Cache in the CPU holds data/instructions from programs that are used frequently. When program data gets stored in the cache it greatly increases the load time when you open it again. However cache is very expensive which is why there is usually so little available. This improves performance of frequently loaded programs but it is volatile so only until you power your PC off.
REDO:
One factor that affects CPU performance is Clock Speed. This determines the number of clock cycles per second that the processor executes. The higher this number is, the more instructions that the CPU can potentially execute per second, as some instructions may take longer than a single cycle. Increasing clock speed can improve overall performance and responsiveness of your device. This means that programs load up quicker and elements inside the program will respond quicker. E.G: The time it takes for a menu to come up when you click on it. However, increasing clock speed too much will have the downside of high temperatures and possibly instability.

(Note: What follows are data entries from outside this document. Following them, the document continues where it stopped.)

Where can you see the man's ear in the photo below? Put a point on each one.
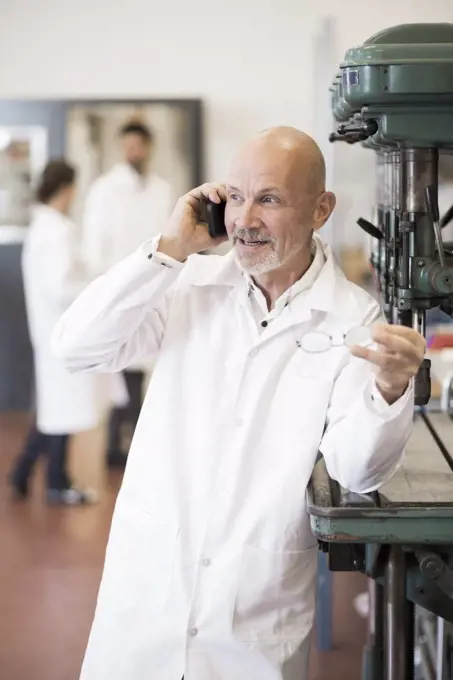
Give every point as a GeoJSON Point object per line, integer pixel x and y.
{"type": "Point", "coordinates": [323, 210]}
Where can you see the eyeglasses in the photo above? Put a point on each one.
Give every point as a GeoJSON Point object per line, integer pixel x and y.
{"type": "Point", "coordinates": [318, 341]}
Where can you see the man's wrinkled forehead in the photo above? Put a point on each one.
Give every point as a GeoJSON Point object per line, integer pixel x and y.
{"type": "Point", "coordinates": [256, 173]}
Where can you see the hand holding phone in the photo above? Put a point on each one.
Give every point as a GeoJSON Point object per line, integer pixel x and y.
{"type": "Point", "coordinates": [197, 223]}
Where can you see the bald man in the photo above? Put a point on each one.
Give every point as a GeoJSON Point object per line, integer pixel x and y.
{"type": "Point", "coordinates": [265, 356]}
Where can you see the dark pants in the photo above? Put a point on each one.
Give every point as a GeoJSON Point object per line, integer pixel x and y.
{"type": "Point", "coordinates": [123, 420]}
{"type": "Point", "coordinates": [55, 446]}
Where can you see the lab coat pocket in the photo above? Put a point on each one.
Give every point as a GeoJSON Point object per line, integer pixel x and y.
{"type": "Point", "coordinates": [139, 562]}
{"type": "Point", "coordinates": [275, 594]}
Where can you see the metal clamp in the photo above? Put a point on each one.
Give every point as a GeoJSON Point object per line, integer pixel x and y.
{"type": "Point", "coordinates": [433, 567]}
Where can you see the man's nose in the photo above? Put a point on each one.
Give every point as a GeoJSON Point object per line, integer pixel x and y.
{"type": "Point", "coordinates": [248, 215]}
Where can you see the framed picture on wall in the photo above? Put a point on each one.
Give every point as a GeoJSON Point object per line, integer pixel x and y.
{"type": "Point", "coordinates": [92, 140]}
{"type": "Point", "coordinates": [23, 153]}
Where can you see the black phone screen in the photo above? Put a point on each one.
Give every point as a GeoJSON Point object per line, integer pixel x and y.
{"type": "Point", "coordinates": [215, 217]}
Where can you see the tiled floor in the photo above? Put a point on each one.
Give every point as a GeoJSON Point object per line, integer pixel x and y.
{"type": "Point", "coordinates": [50, 566]}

This means that your CPU will put out more heat energy the higher your clock speed is which may introduce thermal throttling so the benefit of overclocking the clock speed would be nothing and you would be just left with higher temperatures. Overall a higher clock speed, to a certain extent, is beneficial to the performance of your device but in modern CPU’s, increasing clock speed won’t have a noticeable performance gain unless you are doing professional work.
Another factor is the number of CPU cores. The number of cores determines how many instructions your CPU can execute per cycle. If you had one core then only one instruction can be decoded and executed per cycle but if you had 4 cores (quad core) then it enables the CPU to decode and execute up to 4 instructions per cycle. The number of cores can greatly improve performance when using multiple programs at once. For example, if you had multiple tabs open in a browser it would have better performance with multiple cores as one core can only handle one data stream at a time. However, the down side to more cores is that they are usually more expensive than lower core counts and consume more power. Overall, CPU cores have a large impact on multi-tasking performance, but if you only use few programs at a time, it could be better to opt for a lower core count to save money.
Another factor affecting CPU performance is cache. Cache holds the data/instructions from programs that are used most frequently so they are quick to access. When instructions/data from a program gets stored in cache, it greatly increases the responsiveness and load time of the program when you next open/interact with it. This can greatly improve performance if you use a program freqently. The more cache the CPU has, the less time the computer spends requesting data from slower main memory and as a result programs may run faster. A good example is when you are browsing the internet in a browser. Previous web pages are usually stored in the cache, which is why it loads very quickly if you go back to it. However, cache is very expensive which is why there is usually very little available in the CPU. Overall, cache greatly improves system performance as it holds data inside the CPU so frequently requested instructions/data can load up quickly, irrelevant of RAM and HDD performance but at the cost of high prices.